Currently, e-commerce platforms commonly adopt a cascaded search architecture of "recall, coarse ranking, and fine ranking." While this architecture is mature and stable, it still faces numerous pain points: chaotic product descriptions, prominent relevance issues, bottlenecks in cascaded structures, and cold start challenges, leading to often unsatisfactory search results. To address these challenges, KUAISHOU-W (01024) has proposed the industry's first industrial-grade deployed e-commerce search end-to-end generative framework—OneSearch. Currently, this system has been successfully deployed across multiple e-commerce search scenarios on Kuaishou, serving millions of users daily and generating tens of millions of page views.
**Breaking Traditional Architecture with Innovative Solutions**
The OneSearch framework integrates three major innovations: the Keyword-enhanced Hierarchical Quantized Encoding (KHQE) module, multi-perspective user behavior sequence injection strategy, and Preference-Aware Reward System (PARS).
In the Keyword-enhanced Hierarchical Quantized Encoding (KHQE) module, the RQ-OPQ encoding scheme is adopted to model product features from both vertical and horizontal dimensions, generating an "intelligent ID card" with rich semantic layers for each product, significantly improving the discrimination capability and accuracy of generative retrieval.
The multi-perspective user behavior sequence injection strategy enables OneSearch to effectively capture users' recent preferences and long-term interests, constructing distinctive user identities based on users' short-term and long-term behavior sequences. This allows the system to achieve more comprehensive and deep user intent understanding, significantly improving personalized search accuracy and user experience.
The Preference-Aware Reward System (PARS) combines multi-stage supervised fine-tuning with adaptive reward reinforcement learning mechanisms to capture fine-grained user preference signals. This mechanism improves ranking performance while ensuring generation diversity and effectively avoiding "reward hacking" problems.

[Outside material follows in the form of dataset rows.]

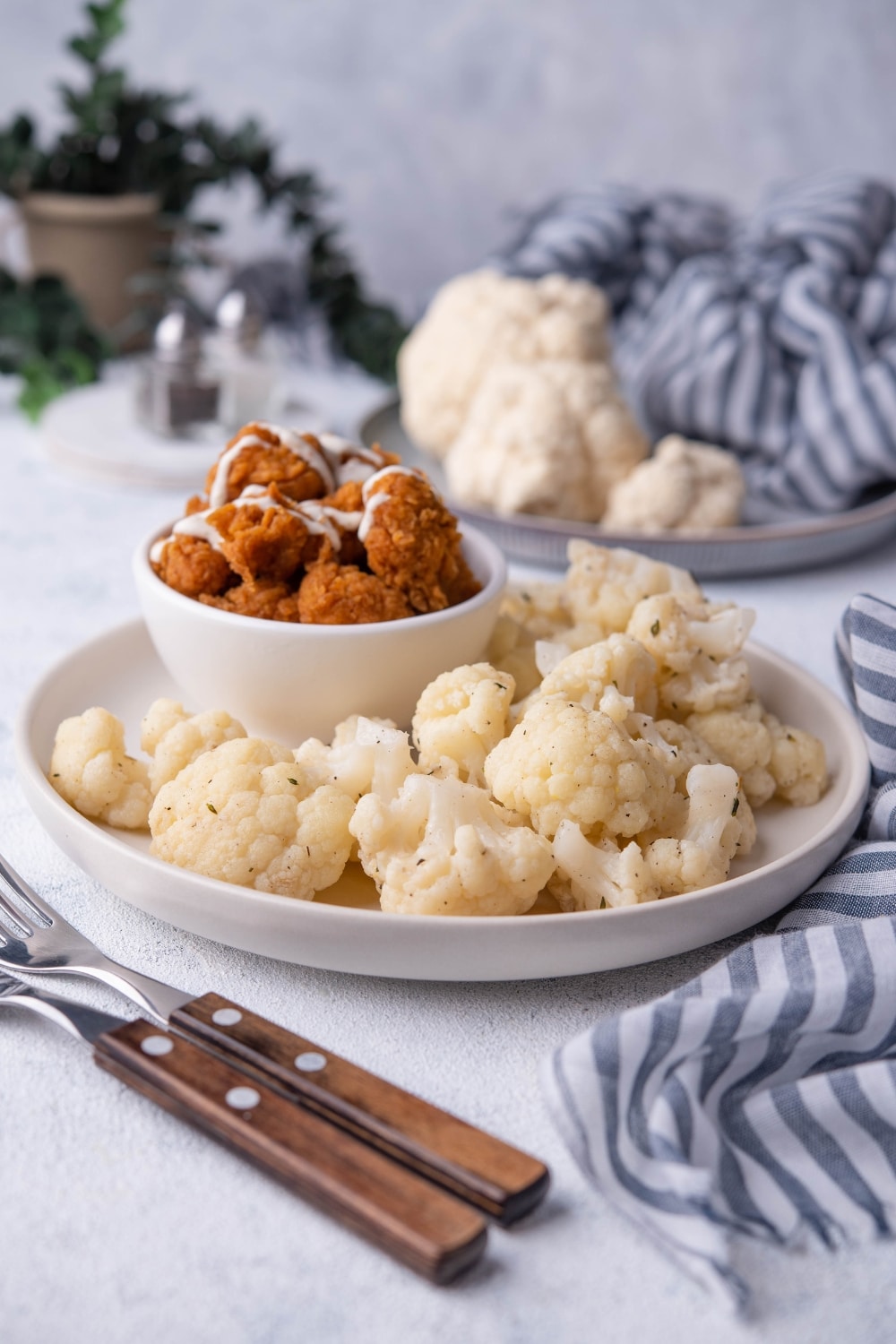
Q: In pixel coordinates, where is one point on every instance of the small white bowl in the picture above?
(290, 682)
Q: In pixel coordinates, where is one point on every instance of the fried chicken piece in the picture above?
(265, 542)
(268, 601)
(413, 542)
(271, 461)
(355, 464)
(341, 594)
(193, 566)
(349, 499)
(457, 580)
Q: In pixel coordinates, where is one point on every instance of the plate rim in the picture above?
(745, 537)
(35, 785)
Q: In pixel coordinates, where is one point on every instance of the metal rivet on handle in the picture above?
(156, 1045)
(242, 1098)
(311, 1062)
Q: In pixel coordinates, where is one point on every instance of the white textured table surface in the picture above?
(117, 1223)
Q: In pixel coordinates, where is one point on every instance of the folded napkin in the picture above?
(774, 336)
(761, 1098)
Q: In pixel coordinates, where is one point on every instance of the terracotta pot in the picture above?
(96, 244)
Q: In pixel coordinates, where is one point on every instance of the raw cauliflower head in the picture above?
(246, 814)
(90, 769)
(443, 847)
(603, 585)
(460, 717)
(684, 487)
(546, 438)
(481, 319)
(563, 761)
(174, 738)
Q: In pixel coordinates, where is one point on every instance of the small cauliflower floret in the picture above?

**Significant Improvements in Orders, Buyers, and Multiple Metrics**
Offline experiments show that OneSearch achieves significant improvements across all metrics compared to existing cascaded systems. Online deployment results are even more outstanding: order volume increased by 3.22% and buyer count grew by 2.4%. This marks the first time a generative model has completely replaced traditional search pipelines in large-scale industrial scenarios, demonstrating significant practical importance.
In human evaluation, OneSearch not only excels in CVR and CTR but also significantly outperforms traditional cascaded systems in overall page satisfaction, product quality, and query-item relevance. Additionally, the system's online performance is equally impressive: machine efficiency utilization (MFU) improved by 8 times relatively, online inference cost (OPEX) decreased by 75.40%, and resource utilization efficiency was greatly optimized.
Particularly noteworthy is OneSearch's exceptional performance in cold start scenarios, showing significantly better results than regular scenarios, demonstrating that generative retrieval models can effectively address ranking challenges for long-tail users and newly listed products.
The successful deployment of OneSearch marks a major breakthrough for generative models replacing traditional pipelines in large-scale industrial search scenarios, pointing the direction for future development of e-commerce search technology. Multiple technical breakthroughs from the related team have been published at top international conferences including RecSys, CIKM, and KDD, attracting widespread industry attention.
Moving forward, Kuaishou will continue exploring online real-time encoding solutions to reduce the gap between predefined encoding and streaming training. The company will also introduce more powerful reinforcement learning mechanisms to match user preferences more precisely and incorporate multimodal product features such as images and videos to further enhance model inference effects and user experience.
With continuous technological iteration, future e-commerce search will become more intelligent, precise, and "understanding," enabling users to truly achieve the ideal "one-step complete" search experience.